- The Washington Times - Monday, March 21, 2005

JOHANNESBURG — Diplomats describe a festival atmosphere in Zimbabwe as large crowds turn out for rallies by both government and opposition parties ahead of parliamentary elections on March 31.

While President Robert Mugabe has never had a problem campaigning, outside observers are surprised to see how effectively opposition leader Morgan Tsvangirai has been able to muster supporters around the country.

“It’s like a festival,” said a Western diplomat based in Harare, Zimbabwe. “Government strongholds where, in the past, people have been afraid of stepping up to hear the opposition are turning out record crowds.”

The human rights group Amnesty International said there have been “significantly fewer reports of politically motivated violence” than during past elections, but warned that threats and intimidation against opposition supporters would make it hard for the vote to be judged as “free and fair.”

Mr.
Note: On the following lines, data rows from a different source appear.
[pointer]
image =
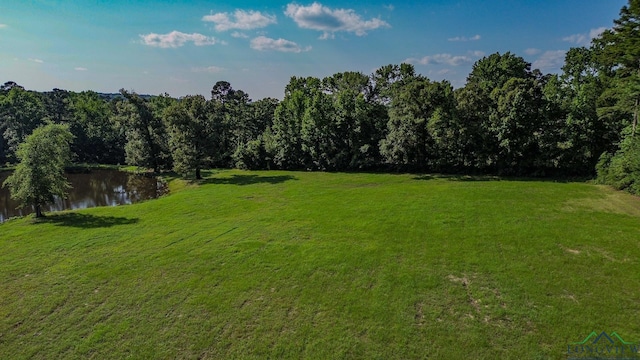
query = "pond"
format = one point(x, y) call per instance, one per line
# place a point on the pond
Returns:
point(96, 188)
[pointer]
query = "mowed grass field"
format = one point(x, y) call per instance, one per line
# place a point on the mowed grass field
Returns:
point(325, 266)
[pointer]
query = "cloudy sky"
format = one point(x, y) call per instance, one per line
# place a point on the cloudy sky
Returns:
point(153, 47)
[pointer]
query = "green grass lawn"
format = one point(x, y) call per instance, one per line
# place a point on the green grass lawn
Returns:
point(323, 265)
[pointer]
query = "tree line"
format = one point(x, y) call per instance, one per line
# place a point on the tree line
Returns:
point(508, 119)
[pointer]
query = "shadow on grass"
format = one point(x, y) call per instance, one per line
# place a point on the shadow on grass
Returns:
point(85, 221)
point(499, 178)
point(458, 177)
point(249, 180)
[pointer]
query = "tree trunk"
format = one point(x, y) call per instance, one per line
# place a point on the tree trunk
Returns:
point(635, 117)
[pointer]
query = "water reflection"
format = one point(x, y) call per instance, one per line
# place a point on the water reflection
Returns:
point(97, 188)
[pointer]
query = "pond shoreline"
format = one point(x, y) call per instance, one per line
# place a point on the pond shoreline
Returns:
point(93, 186)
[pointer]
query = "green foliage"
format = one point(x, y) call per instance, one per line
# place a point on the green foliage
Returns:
point(39, 177)
point(21, 111)
point(147, 140)
point(191, 134)
point(418, 111)
point(622, 169)
point(96, 136)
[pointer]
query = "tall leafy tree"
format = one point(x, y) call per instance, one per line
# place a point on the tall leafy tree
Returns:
point(619, 48)
point(147, 141)
point(476, 105)
point(39, 177)
point(618, 51)
point(191, 134)
point(415, 109)
point(21, 111)
point(96, 137)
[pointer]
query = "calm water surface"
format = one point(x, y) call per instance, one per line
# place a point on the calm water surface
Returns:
point(97, 188)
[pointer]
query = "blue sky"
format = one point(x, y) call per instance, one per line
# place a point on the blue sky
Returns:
point(153, 47)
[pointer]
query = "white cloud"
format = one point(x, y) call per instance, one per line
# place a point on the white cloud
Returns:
point(319, 17)
point(242, 20)
point(176, 39)
point(263, 43)
point(532, 51)
point(463, 38)
point(550, 60)
point(209, 69)
point(584, 39)
point(240, 35)
point(441, 59)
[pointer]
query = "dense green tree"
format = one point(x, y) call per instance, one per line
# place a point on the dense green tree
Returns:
point(21, 111)
point(191, 134)
point(516, 124)
point(147, 140)
point(251, 152)
point(96, 137)
point(39, 177)
point(416, 109)
point(287, 142)
point(476, 103)
point(618, 54)
point(619, 48)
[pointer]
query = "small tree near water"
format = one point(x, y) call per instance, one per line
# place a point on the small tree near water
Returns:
point(39, 177)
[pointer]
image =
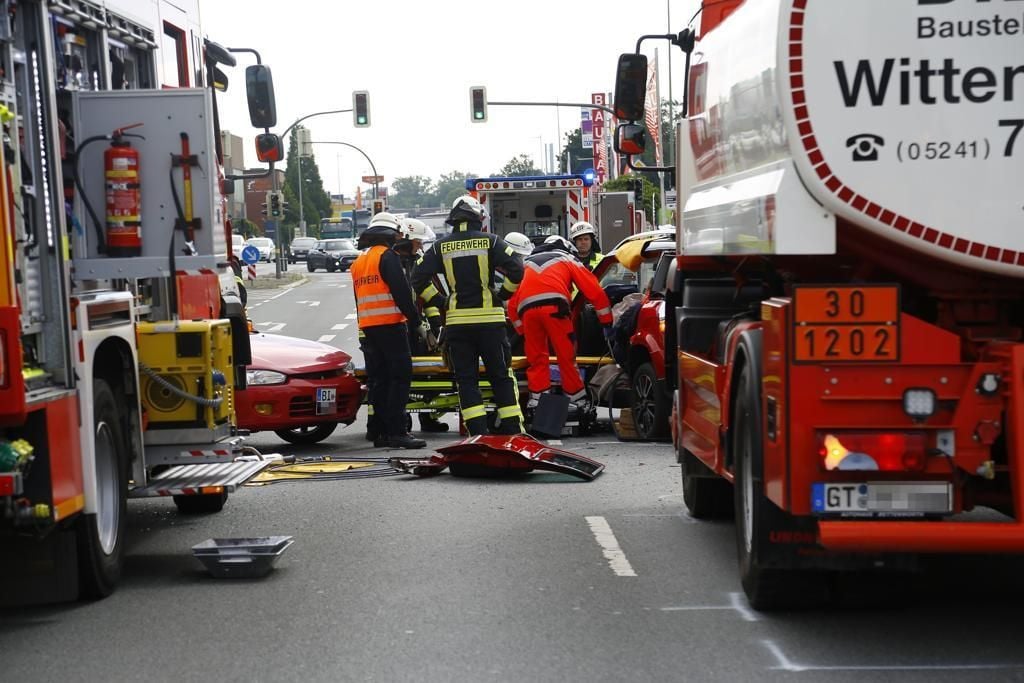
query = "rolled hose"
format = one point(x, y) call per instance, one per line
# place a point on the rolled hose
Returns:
point(205, 402)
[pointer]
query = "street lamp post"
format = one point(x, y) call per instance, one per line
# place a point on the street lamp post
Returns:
point(275, 183)
point(370, 161)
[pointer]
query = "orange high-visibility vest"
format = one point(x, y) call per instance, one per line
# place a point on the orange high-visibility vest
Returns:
point(374, 303)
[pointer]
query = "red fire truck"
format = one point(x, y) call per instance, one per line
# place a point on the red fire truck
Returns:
point(119, 314)
point(849, 291)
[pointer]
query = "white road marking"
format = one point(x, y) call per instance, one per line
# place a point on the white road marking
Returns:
point(785, 664)
point(735, 604)
point(609, 545)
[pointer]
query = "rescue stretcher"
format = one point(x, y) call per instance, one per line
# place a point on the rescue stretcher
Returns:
point(433, 388)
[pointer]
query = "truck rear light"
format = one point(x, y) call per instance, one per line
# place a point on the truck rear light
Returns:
point(884, 452)
point(919, 403)
point(3, 358)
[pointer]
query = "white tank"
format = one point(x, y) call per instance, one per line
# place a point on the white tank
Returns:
point(904, 118)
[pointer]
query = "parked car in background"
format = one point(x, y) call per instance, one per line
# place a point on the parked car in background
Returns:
point(265, 247)
point(238, 244)
point(300, 248)
point(299, 389)
point(332, 255)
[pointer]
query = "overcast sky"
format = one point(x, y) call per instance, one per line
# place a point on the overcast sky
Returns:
point(418, 60)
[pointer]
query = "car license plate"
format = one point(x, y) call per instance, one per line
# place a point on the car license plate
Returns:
point(845, 324)
point(882, 498)
point(327, 400)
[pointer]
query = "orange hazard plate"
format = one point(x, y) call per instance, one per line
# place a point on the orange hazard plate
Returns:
point(846, 324)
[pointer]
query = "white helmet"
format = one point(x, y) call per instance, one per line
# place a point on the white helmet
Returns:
point(414, 228)
point(468, 207)
point(562, 243)
point(386, 220)
point(580, 228)
point(520, 243)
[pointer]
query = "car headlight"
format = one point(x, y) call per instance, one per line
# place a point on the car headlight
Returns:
point(264, 377)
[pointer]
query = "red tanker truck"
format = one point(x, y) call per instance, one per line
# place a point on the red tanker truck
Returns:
point(848, 292)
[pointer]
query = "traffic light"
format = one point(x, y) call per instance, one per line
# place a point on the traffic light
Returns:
point(478, 103)
point(360, 109)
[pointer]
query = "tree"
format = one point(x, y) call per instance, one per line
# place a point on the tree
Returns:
point(574, 158)
point(451, 186)
point(519, 166)
point(413, 190)
point(629, 181)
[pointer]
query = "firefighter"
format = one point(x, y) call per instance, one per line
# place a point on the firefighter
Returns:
point(384, 306)
point(474, 321)
point(422, 339)
point(584, 237)
point(541, 312)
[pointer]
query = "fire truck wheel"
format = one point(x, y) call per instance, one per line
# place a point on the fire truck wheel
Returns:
point(650, 404)
point(100, 536)
point(308, 433)
point(765, 588)
point(201, 504)
point(706, 495)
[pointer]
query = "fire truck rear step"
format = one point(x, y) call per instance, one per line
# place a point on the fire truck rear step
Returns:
point(192, 479)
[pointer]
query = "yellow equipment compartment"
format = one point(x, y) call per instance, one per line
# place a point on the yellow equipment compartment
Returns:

Mugabe’s ruling Zimbabwe African National Union-Patriotic Front (ZANU-PF) narrowly won the 2000 election, taking just 62 of the 120 elected seats in parliament — the first time the party has been challenged since it took power in 1980.

Mr. Tsvangirai’s Movement for Democratic Change (MDC), which won 57 seats, accused the government of using torture, intimidation and vote rigging to win the balloting and the courts later nullified eight of the ZANU-PF seats, though the government refused to rerun the vote in those electorates.

In 2000, MDC rallies were frequently overrun by ruling-party youths or broken up by police. But this time, most meetings have gone ahead, though several have been delayed or moved when police refused to grant permission for the gatherings.

Under Zimbabwe’s notorious Public Order and Security Act (POSA), it is illegal for two or more persons to discuss politics in a public place without police permission.

The MDC has also complained that the ruling party is using government vehicles to ferry people to its rallies and that soldiers have been forcing voters to assemble whenever the 81-year-old Mr. Mugabe delivers a speech.

Radio, television and all daily newspapers are controlled by the state and give little space to the MDC.

The only independent radio station broadcasts by shortwave from London.